Not far away, there was a group of five headstones, also made from white pine, solidly planted in the Earth, but illegible.
That is not what I would have imagined as a genesis for such a vast and expansive novel. Barkskins is a dramatic undertaking, covering more than 300 years of history, four continents and two familial lines (trees included in the back of the novel for much-needed reference apparently).
But as she described it, I could imagine the names of the characters she had read about, carved or burned into the wooden tombstones, her fingers tracing the imagined shapes of those letters as she mused upon their possible backstories.
But the hard work of her novel-writing does not begin with musing. Rather, with research. Her habit, with this book, was to research a particular time period (sometimes two or three spans of time) and then to allow the characters to come forth, to announce themselves.
“They’re as real as real people when you’re in it,” she explained, in response to a later question. When asked if she had a favourite character, she did not play coy and insist that they are all her favourites, but named two, and admitted that Jared Bland’s favourite character wasn’t one of hers: “she was a hard case”, she declared.
Even so, she elaborated upon the demands that a 19th-century business woman would have faced, and encouraged readers to investigate further, if she was a favourite character of theirs as well, for although such women do not appear in the pages of the history books, “they were there and they did things”. (Jared Bland joked that this is actually one of his favoured Google searches.)

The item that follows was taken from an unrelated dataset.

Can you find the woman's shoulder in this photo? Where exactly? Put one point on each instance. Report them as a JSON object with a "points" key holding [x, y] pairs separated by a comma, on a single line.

In speaking of business practices, Proulx observed that the outlook of the times was rooted in the inhabitants’ experience of the world: “They believed in infinity.”
But she also suggested that contemporary characters, contemporary personages, would not necessarily behave any differently in terms of resource management, that the “horrible sense of inevitability” carries on.
Bland questioned whether perhaps it is too late, even if we recognized that greed and opportunism has reigned unchecked for too long; however, she suggested that it might not be as much about whether it is too late to change our ways, as whether we would choose to do so anyhow.
“It’s like we can’t shift easily,” she continued. Perhaps it is some “fatal flaw”, that we simply “keep on and refuse to change”. She has been thinking about this for a very long time, and said that she thinks she “will be thinking about it forever”.
She might well have a different definition of forever than I, than many of the audience members. From the second-row I would have guessed her to be in her sixties, but she is, in fact, 80 years old.
The only outward indication of her eighty years could have been as much an indicator of anxiety: a deliberate and repetitive folding and unfolding and refolding of a tissue, which remained unused despite her attentions. In another writer’s hands, this might have been distracting, but it seemed to accentuate her measured and deliberate approach to even the smallest action.
It might have seemed, at times, as though she would be writing Barkskins forever, but apparently her publisher hastened its completion, which drove her to an all-consuming work schedule for the year prior to her final deadline. No letters written and nothing else to do in the morning but sit down to write, she outlined.
“Do you have a process?” Jared Bland asked. What’s it like to produce such an extensive work? “It helps if you really like to write, which I do,” she replied.
She had originally conceived of a different ending to the story, but was unable to complete that portion of the manuscript. But when asked f there be a sequel? “No,” she answered: “I’m out of the woods now.”
But perhaps even more interesting than the unwritten ending is the epigraph which Jared Bland suggested might have been included as an indictment of privileged (white) thinking.
It’s “there to provoke readers and make them ask a lot of questions,” she said.
And isn’t that just what good storytelling is all about.